The code for this tutorial is available on GitHub.
Token-based N-grams
For this tutorial I use the example sentence “Mary gives John the apple.” First, we split the sentence into its tokens. As we need to use UIMA components anyway, I use the BreakIteratorSegmenter component for tokenization:
final String sentence = "Mary gives John the apple."; final JCas jCas = JCasFactory.createJCas(); jCas.setDocumentText(sentence); jCas.setDocumentLanguage("en"); final AnalysisEngineDescription breakIteratorSegmenter = AnalysisEngineFactory.createPrimitiveDescription( BreakIteratorSegmenter.class); SimplePipeline.runPipeline(jCas, breakIteratorSegmenter);
Afterwards, jCas contains the tokens of the sentence and we can build the n-grams from theses tokens: NGramIterable‘s factory method create takes an iterable of tokens and a maximum number for the n in our n-grams. In our case, I want to extract all bigrams and choose n=2.

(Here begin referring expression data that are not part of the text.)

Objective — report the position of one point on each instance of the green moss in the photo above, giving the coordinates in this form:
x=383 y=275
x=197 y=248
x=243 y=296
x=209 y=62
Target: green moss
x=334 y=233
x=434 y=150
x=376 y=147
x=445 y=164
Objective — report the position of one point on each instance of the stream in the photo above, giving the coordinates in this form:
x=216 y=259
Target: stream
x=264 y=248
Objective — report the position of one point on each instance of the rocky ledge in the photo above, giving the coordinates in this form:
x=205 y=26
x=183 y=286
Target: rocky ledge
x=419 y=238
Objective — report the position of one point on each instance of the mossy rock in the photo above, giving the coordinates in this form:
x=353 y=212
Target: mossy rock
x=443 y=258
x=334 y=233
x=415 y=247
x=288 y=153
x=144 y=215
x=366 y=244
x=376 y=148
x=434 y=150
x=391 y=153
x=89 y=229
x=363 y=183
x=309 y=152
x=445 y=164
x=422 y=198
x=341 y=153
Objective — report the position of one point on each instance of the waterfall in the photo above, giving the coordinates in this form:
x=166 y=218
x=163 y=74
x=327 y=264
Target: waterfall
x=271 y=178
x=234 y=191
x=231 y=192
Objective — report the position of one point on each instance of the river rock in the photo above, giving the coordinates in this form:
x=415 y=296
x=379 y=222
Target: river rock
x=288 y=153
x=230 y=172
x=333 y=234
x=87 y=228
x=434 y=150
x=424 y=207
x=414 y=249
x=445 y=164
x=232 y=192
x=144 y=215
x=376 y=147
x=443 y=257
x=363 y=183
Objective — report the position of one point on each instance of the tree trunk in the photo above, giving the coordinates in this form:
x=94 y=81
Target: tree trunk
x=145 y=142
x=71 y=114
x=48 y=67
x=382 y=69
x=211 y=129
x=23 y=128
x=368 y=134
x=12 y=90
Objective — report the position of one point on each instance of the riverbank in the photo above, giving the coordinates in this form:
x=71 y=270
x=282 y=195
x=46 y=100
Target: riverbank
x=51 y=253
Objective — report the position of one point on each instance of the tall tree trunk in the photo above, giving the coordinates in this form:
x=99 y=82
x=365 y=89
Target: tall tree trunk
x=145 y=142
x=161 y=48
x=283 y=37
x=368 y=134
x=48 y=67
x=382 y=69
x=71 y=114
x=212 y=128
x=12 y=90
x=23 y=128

final Collection<Token> tokens = JCasUtil.select(jCas, Token.class); final NGramIterable<Token> ngrams = NGramIterable.create(tokens, n); final Iterator<NGram> ngramIterator = ngrams.iterator();
As with every iterator, we can now use the iterator methods hasNext and next in order to retrieve the n-grams. Unfortunately, the iterator will return all n-grams up to a length of n, i.e., all unigrams/tokens and bigrams. but we only want the bigrams! We can use a little trick to identify the bigrams: A bigram always covers exactly two tokens and so we can use JCasUtil.selectCovered to check how may tokens an n-gram actually subsumes:
final NGram ngram = ngramIterator.next(); if (JCasUtil.selectCovered(Token.class, ngram).size() == n) { System.out.print(ngram.getCoveredText()); }
That’s it, when we run the application, we get the following output (I omitted some boilerplate/formatting code in the above listings):
Mary gives, gives John, John the, the apple
We notice, that the final period is not included in the bigrams.
String-based N-grams
As for the previous example, I use the sample sentence “Mary gives John the apple.”
Compared to the token-based example, this one is much easier. We replace the segmenter component with a call to String.split. To keep the regular expression simple, I add a whitespace before the period:
final String[] tokens = sentence.replace(".", " .").split("\\s");
A second line of code already produces our desired iterator over the n-grams. Note that we may specify a minimal and maximal n for our n-grams here:
final Iterator<String> ngramIterator = new NGramStringIterable(tokens, 2, 2).iterator();
The rest is almost identical, but our n-grams are now Strings and we do not need to care about the n-grams length. The output code reduces to
final String ngram = ngramIterator.next(); System.out.print(ngram);
In contrast to the token-based approach, this n-gram iterator also produces the bigrams with the period in it:
Mary gives, gives John, John the, the apple, apple .
Where to get it
The code for this tutorial is available on GitHub.
Maven Dependency for the n-gram tools:
<dependency> <groupId>de.tudarmstadt.ukp.dkpro.core</groupId> <artifactId>de.tudarmstadt.ukp.dkpro.core.ngrams-asl</artifactId> </dependency>
Maven dependency for the segmenter/tokenizer components:
<dependency> <groupId>de.tudarmstadt.ukp.dkpro.core</groupId> <artifactId>de.tudarmstadt.ukp.dkpro.core.tokit-asl</artifactId> </dependency>
The version information of the two dependencies is provided through Maven’s Dependency Management:
<dependency> <groupId>de.tudarmstadt.ukp.dkpro.core</groupId> <artifactId>de.tudarmstadt.ukp.dkpro.core-asl</artifactId> <version>1.4.0</version> <type>pom</type> <scope>import</scope> </dependency>